Should you open a JISA, short for Junior Individual Savings Account? Absolutely not — unless you’re one of those weirdo types who likes to provide for your kid’s future and get free money from the government. Seriously, JISAs are an absolutely irresistible financial instrument for parents looking for a way to save or invest for their kids.
How do they work? A parent or guardian, who will become known to the government as the account’s “registered contact,” opens an account for a kid between one day and 17 years old, and invests with the exact same flexibility afforded to anyone with a standard ISA, (though with a lot less money; currently, the annual JISA limit is £4,128, compared with £20,000 for the adult version.) After that, any interest or gains earned won’t count as income tax by HMRC. When the child turns 18, like the final act of an extraordinarily boring fairly tale, the JISA magically transforms into a regular ISA, and the child is able to access the money in the account, and continue contributing the full ISA limit until the day she dies.
Is it worth it? If you deposited the maximum amount into your kid’s JISA for a decade you should have in excess of £50,000. If a £50,000 investment were to earn a respectable 5% in a year, the account would net a cool £2,500. Depending on how much income you earn, you’d forfeit anywhere from £500 to £1,125 of those gains to taxes. Paying absolutely nothing is preferable to paying £1,125, right?
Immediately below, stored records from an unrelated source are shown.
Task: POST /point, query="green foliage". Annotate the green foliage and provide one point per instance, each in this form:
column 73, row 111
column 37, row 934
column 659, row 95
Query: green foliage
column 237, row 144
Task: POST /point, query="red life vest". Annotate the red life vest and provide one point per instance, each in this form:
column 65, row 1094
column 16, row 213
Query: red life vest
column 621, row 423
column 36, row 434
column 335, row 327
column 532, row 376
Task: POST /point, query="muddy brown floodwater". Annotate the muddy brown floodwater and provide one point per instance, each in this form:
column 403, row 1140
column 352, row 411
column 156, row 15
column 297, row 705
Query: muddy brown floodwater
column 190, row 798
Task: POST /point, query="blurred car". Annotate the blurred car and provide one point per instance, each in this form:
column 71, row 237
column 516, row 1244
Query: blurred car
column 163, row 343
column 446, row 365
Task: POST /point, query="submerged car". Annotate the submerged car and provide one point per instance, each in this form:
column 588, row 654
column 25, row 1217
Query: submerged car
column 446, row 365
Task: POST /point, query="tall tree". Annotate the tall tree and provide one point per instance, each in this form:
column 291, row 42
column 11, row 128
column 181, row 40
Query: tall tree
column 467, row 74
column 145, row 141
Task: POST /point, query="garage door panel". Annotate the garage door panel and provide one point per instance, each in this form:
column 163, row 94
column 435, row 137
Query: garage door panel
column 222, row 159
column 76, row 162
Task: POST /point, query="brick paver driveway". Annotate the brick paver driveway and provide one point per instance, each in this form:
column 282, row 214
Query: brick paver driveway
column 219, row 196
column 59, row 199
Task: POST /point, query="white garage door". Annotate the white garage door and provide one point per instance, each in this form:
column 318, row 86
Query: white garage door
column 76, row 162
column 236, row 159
The one thing to remember about JISAs is that until the child is 18, the money cannot be withdrawn from the account (the only exception being if the child becomes terminally ill.) And those incredibly rare parents who like to control their kids’ affairs must also remember that once the child turns 18, the money is hers to do with as she wishes, whether it be to finance an around-the-world trip, educational expenses, or an enormous back tattoo reproduction of Gustav Klimt’s The Kiss.